Les autres étaient plutôt contre, qui était ce belge qui devait réussir ce qu’ils avaient tenté en vain de réaliser?
Mon rapport avec B, était quasi direct, ce qui m’aidait à surmonter certaines résistances quelques fois extrêmes. Par contre je dus rencontrer des sociétés de consulting aussi importante que Accenture et même celle de Casaleggio, le futur inventeur de Rousseau, d’autres moins importantes me fournirent du personnel hautement qualifié qui s’intégra parfaitement dans le projet. Je trouvai aussi dans le labyrinthe inextricable de l’organisation Olivetti de jeunes personnes qui feraient par la suite un carrière exemplaire. L’équipe formée, nous réalisâmes un pilote dont le succès indéniable libera le projet qui prit rapidement une vitesse de croisière. Un collègue m’avait offert son appartement à louer meublé, je pus faire venir ma femme, le déménagement fut ainsi très léger et comme deux amoureux quinquagénaires, transplantés dans cette merveille qu’est l’Italie, nous pûmes réinventer notre vie.
Je voyageai beaucoup bien sûr, il n’est pas un coin de ce pays, je le répète et je signe, le plus beau du monde, que nous ne visitâmes.

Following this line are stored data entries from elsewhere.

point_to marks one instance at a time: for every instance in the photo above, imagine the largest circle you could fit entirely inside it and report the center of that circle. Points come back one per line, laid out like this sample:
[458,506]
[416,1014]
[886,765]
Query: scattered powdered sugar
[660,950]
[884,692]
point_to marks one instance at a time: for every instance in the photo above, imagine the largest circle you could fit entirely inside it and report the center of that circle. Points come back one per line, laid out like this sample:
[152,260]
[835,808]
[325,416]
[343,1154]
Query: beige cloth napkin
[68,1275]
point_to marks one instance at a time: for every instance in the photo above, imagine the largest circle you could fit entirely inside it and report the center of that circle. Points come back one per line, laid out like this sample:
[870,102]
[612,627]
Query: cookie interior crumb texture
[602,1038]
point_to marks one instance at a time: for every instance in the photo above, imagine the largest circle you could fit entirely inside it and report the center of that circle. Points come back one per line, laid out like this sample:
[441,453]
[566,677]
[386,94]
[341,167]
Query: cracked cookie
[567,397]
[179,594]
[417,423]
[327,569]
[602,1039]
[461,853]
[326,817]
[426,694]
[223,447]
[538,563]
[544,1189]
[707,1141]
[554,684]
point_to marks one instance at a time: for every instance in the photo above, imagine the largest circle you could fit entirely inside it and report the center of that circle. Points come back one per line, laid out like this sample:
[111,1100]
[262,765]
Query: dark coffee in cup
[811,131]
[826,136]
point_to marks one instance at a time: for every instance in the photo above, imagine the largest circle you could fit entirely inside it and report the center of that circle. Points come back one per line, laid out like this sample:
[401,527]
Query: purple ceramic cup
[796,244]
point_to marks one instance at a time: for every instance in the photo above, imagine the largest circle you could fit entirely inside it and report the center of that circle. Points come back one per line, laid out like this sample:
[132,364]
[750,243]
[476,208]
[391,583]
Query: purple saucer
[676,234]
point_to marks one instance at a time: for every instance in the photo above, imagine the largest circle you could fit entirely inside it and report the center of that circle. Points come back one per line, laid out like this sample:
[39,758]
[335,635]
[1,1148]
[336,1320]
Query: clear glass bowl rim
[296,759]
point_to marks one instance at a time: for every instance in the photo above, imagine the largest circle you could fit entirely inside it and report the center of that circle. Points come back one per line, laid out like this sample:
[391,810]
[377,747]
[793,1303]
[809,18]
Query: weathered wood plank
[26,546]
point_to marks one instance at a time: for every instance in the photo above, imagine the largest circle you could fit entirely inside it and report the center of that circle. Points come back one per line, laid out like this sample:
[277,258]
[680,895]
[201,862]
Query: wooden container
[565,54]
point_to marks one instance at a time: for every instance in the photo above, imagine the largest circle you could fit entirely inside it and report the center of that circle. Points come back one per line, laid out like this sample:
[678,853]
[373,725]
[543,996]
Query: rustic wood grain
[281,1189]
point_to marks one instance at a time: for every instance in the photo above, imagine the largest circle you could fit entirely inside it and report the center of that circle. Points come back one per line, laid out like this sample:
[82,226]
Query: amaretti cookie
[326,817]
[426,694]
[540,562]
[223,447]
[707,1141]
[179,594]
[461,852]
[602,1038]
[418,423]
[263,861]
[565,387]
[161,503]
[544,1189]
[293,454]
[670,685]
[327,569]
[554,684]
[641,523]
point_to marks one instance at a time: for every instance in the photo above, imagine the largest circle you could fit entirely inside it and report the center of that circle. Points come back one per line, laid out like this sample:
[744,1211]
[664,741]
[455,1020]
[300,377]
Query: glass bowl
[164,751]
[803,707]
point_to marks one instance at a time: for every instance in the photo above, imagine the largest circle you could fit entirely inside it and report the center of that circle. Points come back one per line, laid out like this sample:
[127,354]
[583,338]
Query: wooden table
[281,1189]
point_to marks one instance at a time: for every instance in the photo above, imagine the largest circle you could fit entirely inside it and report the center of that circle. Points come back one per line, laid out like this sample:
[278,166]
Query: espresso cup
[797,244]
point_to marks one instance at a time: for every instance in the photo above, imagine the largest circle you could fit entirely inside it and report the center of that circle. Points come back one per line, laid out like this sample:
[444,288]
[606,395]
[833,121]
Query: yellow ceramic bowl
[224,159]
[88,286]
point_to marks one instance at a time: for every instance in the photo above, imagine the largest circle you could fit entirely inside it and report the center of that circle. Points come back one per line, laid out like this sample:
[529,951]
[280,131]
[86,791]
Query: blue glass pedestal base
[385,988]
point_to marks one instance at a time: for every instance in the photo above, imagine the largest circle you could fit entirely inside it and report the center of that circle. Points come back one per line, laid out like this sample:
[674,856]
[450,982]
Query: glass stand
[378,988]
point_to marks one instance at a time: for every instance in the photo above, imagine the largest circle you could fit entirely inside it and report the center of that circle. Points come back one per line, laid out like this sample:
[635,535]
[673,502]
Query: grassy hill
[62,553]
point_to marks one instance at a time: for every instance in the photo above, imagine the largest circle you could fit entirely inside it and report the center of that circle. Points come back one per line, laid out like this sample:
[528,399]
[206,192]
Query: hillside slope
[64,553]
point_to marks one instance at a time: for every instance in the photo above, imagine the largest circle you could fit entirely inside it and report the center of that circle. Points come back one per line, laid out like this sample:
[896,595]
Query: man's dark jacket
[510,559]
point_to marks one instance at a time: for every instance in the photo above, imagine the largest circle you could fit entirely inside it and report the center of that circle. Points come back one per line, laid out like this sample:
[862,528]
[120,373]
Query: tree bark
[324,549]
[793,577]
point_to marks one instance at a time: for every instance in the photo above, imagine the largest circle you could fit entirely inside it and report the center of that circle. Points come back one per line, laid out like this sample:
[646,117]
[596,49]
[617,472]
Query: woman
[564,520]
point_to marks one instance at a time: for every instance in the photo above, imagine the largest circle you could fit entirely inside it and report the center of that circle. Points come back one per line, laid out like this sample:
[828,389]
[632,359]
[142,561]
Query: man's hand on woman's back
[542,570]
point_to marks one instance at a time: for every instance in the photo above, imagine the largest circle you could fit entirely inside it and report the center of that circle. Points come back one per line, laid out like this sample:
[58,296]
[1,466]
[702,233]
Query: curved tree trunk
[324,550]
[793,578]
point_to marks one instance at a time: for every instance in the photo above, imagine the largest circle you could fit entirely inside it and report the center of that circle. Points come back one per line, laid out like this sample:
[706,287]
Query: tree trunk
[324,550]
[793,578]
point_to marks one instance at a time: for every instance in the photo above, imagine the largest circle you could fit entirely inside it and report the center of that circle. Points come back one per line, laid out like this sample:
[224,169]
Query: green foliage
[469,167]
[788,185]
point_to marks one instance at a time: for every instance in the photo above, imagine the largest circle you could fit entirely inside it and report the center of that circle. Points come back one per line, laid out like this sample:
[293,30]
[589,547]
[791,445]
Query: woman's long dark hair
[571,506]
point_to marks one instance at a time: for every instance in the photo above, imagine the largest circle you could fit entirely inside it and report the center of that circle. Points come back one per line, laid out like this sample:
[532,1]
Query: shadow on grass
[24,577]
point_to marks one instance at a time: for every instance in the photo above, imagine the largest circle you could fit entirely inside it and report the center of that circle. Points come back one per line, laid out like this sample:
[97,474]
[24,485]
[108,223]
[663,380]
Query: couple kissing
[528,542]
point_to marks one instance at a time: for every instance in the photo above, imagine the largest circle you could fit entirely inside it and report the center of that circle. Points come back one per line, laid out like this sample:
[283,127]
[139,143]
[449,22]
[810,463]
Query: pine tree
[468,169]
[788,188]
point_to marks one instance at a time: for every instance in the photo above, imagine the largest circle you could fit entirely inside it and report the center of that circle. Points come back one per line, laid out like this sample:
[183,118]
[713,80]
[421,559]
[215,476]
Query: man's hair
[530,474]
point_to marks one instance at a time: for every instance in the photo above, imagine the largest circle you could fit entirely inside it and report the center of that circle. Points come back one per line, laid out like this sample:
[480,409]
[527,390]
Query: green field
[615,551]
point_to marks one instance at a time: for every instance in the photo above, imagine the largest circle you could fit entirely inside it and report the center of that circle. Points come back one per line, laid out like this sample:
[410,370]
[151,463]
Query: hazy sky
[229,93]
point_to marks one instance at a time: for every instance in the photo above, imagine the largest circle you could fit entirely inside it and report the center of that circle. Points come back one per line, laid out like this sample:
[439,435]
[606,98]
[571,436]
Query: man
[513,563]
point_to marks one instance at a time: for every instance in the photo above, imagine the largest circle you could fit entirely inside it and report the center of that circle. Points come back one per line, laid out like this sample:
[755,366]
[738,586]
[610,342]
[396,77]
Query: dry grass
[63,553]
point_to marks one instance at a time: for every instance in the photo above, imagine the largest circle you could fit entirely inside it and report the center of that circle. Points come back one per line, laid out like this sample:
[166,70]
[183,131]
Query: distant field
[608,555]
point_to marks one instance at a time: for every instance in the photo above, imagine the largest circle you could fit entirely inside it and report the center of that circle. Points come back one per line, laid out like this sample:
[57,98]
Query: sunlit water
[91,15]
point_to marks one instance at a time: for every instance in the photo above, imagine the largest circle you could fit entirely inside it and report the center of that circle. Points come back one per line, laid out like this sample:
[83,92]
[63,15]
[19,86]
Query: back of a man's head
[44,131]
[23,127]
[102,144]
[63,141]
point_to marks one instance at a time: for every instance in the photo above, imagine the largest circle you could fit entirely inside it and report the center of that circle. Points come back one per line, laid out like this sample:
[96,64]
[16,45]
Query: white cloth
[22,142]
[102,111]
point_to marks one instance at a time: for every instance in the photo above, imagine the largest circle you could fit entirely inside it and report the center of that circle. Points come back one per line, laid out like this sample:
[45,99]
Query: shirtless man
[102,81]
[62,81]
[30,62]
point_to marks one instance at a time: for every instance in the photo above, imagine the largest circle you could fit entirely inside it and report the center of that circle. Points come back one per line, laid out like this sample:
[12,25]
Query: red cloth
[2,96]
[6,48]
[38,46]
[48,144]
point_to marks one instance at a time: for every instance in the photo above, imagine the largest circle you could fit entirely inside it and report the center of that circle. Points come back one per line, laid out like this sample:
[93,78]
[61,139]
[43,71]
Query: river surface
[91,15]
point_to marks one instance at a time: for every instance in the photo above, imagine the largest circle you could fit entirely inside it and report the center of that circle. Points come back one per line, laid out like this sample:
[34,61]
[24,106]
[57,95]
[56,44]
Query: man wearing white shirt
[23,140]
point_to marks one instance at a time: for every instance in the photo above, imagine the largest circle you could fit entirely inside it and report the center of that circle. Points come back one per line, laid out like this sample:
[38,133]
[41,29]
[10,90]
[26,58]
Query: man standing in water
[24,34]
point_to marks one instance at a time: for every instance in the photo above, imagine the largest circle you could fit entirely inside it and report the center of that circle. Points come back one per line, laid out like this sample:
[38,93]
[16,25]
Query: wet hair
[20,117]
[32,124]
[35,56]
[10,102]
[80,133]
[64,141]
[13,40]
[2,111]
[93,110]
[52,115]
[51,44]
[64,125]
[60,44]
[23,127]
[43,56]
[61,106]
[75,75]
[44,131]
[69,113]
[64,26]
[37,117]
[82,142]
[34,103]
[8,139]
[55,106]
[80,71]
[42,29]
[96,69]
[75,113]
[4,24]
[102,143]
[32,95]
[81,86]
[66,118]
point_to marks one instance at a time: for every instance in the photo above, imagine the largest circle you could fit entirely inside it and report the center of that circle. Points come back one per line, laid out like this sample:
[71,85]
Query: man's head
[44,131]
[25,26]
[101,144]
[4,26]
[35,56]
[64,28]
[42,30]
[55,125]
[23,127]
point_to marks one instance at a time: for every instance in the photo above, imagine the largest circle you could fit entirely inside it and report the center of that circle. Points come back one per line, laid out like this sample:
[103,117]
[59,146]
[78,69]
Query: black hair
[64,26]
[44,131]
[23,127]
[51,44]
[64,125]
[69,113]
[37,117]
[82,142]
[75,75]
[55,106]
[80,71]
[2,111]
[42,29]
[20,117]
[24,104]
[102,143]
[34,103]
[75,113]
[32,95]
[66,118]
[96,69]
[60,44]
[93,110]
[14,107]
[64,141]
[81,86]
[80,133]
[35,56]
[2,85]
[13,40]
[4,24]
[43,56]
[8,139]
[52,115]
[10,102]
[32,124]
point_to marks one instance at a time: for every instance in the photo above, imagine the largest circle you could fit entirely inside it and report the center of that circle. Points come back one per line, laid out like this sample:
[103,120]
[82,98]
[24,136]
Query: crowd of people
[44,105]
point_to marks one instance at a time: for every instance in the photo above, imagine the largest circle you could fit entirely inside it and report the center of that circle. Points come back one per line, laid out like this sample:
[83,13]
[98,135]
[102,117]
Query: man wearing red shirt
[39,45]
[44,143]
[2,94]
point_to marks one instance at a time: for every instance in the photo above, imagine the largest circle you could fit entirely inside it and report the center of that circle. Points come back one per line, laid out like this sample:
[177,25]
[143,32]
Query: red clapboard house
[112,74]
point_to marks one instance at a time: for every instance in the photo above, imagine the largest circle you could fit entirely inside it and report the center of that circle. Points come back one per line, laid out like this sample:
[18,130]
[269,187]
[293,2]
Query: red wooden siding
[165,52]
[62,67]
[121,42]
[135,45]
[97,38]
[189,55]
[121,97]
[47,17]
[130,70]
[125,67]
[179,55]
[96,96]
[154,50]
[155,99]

Nous découvrîmes la véritable Italie, splendide, variée, riche et pauvre à la fois, décrépie et ruinée mais encore plus belle ainsi, différente surtout, romains et milanais ou mieux encore Palerme et Bolzano sont aux antipodes. La culture, le vocabulaire, l’accent, et avant toute chose la cuisine sont complètement divers, mais ce qui en fait l’unité c’est le sens du beau, de l’élégance, de l’art, comme nulle part je ne le rencontrerai jamais.
La cuisine nous avons appris à la connaitre, à la pratiquer et nous ne nous contentions pas d’une région, c’eut été dommage, les meilleures sont certainement la napolitaine et, beaucoup moins connue, mais avec une touche arabe, la sicilienne, nous vous recevrons aussi bien avec la pasta con le sarde qu’avec le risotto alla milanese et comme antipasto la focaccia de Recco ou le vitello tonnato. Le plus extraordinaire pour moi, c’est la simplicité des plats, la bonté des ingrédients parfois les plus pauvres surtout dans le sud que nous ne connaissions pas du tout, où les plats n’ont d’équivalents que l’extrême beauté de la nature en contraste avec la pauvreté d’un peuple qui, par ailleurs a su conquérir le monde.
Toutes les filiales furent installées en quelques années, le résultat était démontrable. Le projet méritait vraiment son nom “Easy” facile, malgré la réelle difficulté qu’il y eut a changé les habitudes, les procédures, l’individualisme est roi dans ce pays.
Et ce qui devait arriver arriva, nos commerciaux ne cessaient de le vanter, de plus en plus souvent nous devions le présenter, le démontrer justifier la valeur de l’investissement et notre structure, notre projet se transforma en une division de vente. le premier client fut la Pirelli, mais ceci est une autre histoire, une histoire Italienne.